Sometimes the permissions aren’t right. These are commands that fix them. Note that the ihme-malaria group id is 700187
cd /ihme/malaria_modeling
find . -type d -user adolgert -group "Domain Users" -exec chown adolgert:ihme-malaria {} \;
find . -type f -user adolgert -group "Domain Users" -exec chown adolgert:ihme-malaria {} \;
find . -user adolgert -exec chmod ug+rwX {} \;
Modify the out_dir
in the gen_scaled_ar.R script so that it writes to a new location.
Get the qsub string by running a script to print it.
execRscript.sh print_launch.R
Then copy the qsub string and paste it into the command line. It will be something like this.
qsub -l m_mem_free=2.0G -l fthread=1 -l h_rt=24:00:00 -l archive=True -q all.q -cwd -P proj_mmc -e /share/temp/sgeoutput/adolgert/errors -o /share/temp/sgeoutput/adolgert/output -N gen_scaled_ar -t 1:13500 /homes/adolgert/bin/execRscript.sh /homes/adolgert//dev/analytics-pipeline/gen_scaled_ar/gen_scaled_ar.R
It isn’t running from inside R because SGE_ROOT
is defined as /opt/sge
which isn’t in the singularity image. Whatever. Run the command from the command line. Look at the job ID that’s returned. Use qstat
to see the jobs running. When they are done, use qacct -j <jobid> | grep exit_status | uniq
to see if they are all exit status 0.
The files should be in out_dir
from gen_scaled_ar.R, which is currently set to /ihme/malaria_modeling/projects/uganda2020/outputs/practice_draws/
. See that they were made and have the right owner and group and privileges, like this, so ihme-malaria owns them and they are rw for owner and group.

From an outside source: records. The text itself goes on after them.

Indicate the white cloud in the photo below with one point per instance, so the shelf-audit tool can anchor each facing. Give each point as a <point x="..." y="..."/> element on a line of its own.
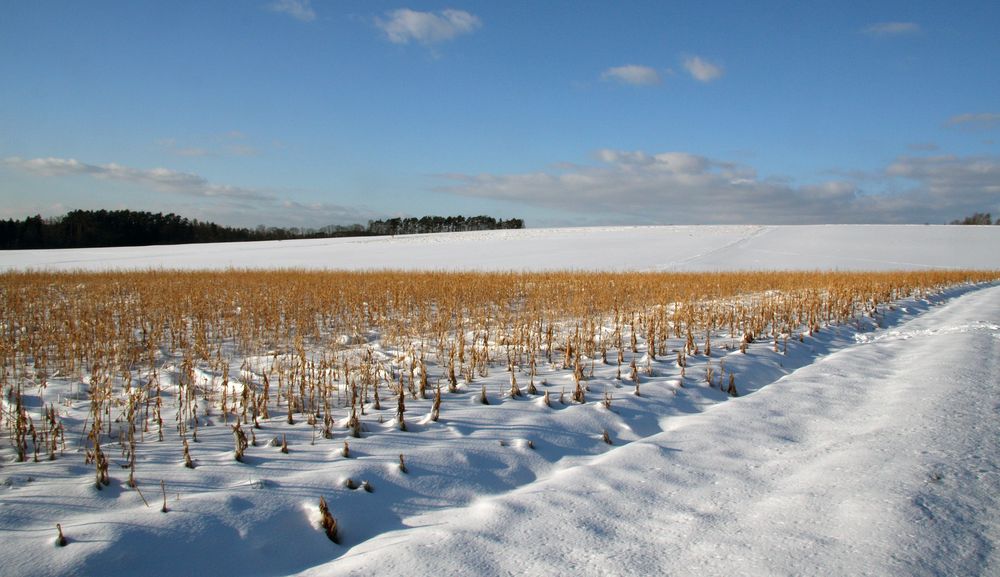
<point x="633" y="74"/>
<point x="160" y="179"/>
<point x="298" y="9"/>
<point x="701" y="69"/>
<point x="981" y="120"/>
<point x="680" y="187"/>
<point x="403" y="26"/>
<point x="892" y="29"/>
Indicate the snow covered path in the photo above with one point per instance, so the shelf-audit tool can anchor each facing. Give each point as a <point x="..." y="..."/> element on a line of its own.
<point x="880" y="459"/>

-rw-rw-r-- 1 adolgert ihme-malaria 6619 May 2 18:13 1_1.csv
Combine the output results by running another script. Edit this script first so that it knows where to put its outputs without overwriting.
execRscript.sh combine_pr_files.R
Do you want to know how long it took to run jobs? After they are finished, run
qacct -j gen_scaled_ar | grep ^wallclock | cut -d' ' -f5
This gives seconds for each run. It is about 2 hours currently, per draw.
The combined files are in a directory on the cluster, determined by the combine_pr_files.R
script. You can leave them there or zip and transfer them, but go into the plot
subdirectory to find make_maps.Rmd
in order to make maps from those plots. You’ll point a variable there at the location of the files.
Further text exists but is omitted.